I struggled gamely, through four years of undergraduate study with my braid trailing me (not being Rapunzel, I didn’t find a knight whom I could haul up to my dingy little hostel room – bed, me and little else!). My morning hair-combing ritual went like “Ouch!”, “Oh No, I’ve lost the strands again! “, “Aaargh!” “Goddamned hair, who wants this much of it?” Of course, most of it was interspersed with many, ahem, unprintable words. I would run the comb through exactly 2 cms of my hair, before it encountered a huge knot – what ensued was a battle for (comb) tooth and knot, invariably resulting in knot being dishonourably discharged from my scalp. It was violation of any human-body parts’ rights my hair might have had – but I was waging war and like Lochinvar, I figured all is fair, with comb and hair.

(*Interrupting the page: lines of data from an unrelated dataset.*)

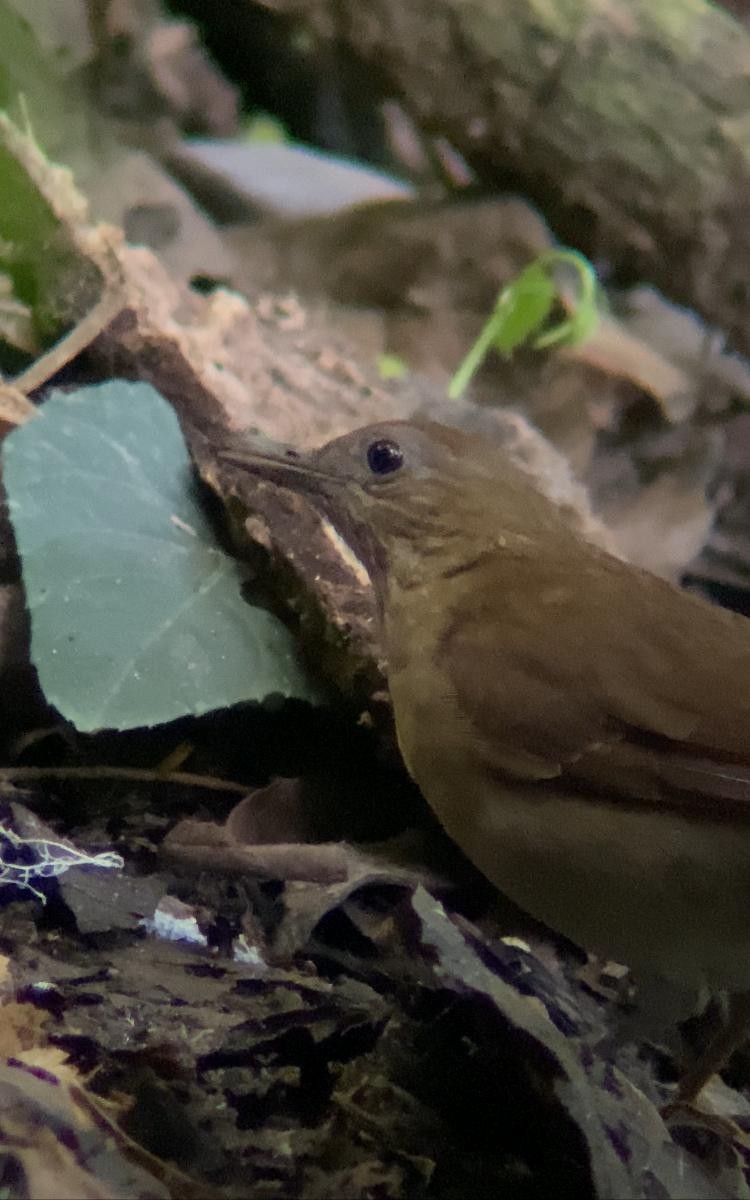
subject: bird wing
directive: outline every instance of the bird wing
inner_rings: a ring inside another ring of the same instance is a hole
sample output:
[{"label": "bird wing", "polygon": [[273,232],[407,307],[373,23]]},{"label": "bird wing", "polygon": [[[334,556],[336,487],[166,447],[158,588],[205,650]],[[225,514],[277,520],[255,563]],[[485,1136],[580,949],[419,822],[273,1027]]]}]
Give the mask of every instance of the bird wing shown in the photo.
[{"label": "bird wing", "polygon": [[[750,800],[750,623],[581,544],[493,555],[441,662],[493,770],[645,802]],[[744,764],[744,765],[743,765]]]}]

Then came the momentous occasion when I decided to do my post-graduation in London (Yes! You read it right, this is London, UK not London, somewhere-in-the-wide-expanses of Mid-western USA). Giving in to my persistent and persuasive efforts, my Mom decided I could get my hair shortened in order to manage it better “all alone” in the UK. After much deliberation, the length of hair that could be “sacrificed” at the altar of modernity was decided as (hold your breath!) 2 inches. The sacrifice was performed at one of the best beauty salons (or parlours, what’s the difference?) in Madras with my very anxious and (so) meddlesome Mother supervising it (she was actually crying when the scissors made contact with hair).

Since, then thanks to the rather malefic effect of Bad Bad London, I have had multiple hair-cuts of successively shorter hair. But, much like me, it retains an inherent fuzziness that’s still untameable and gives me a very “charmingly” hassled (even when I’m not, which is anyway rare) look all the time.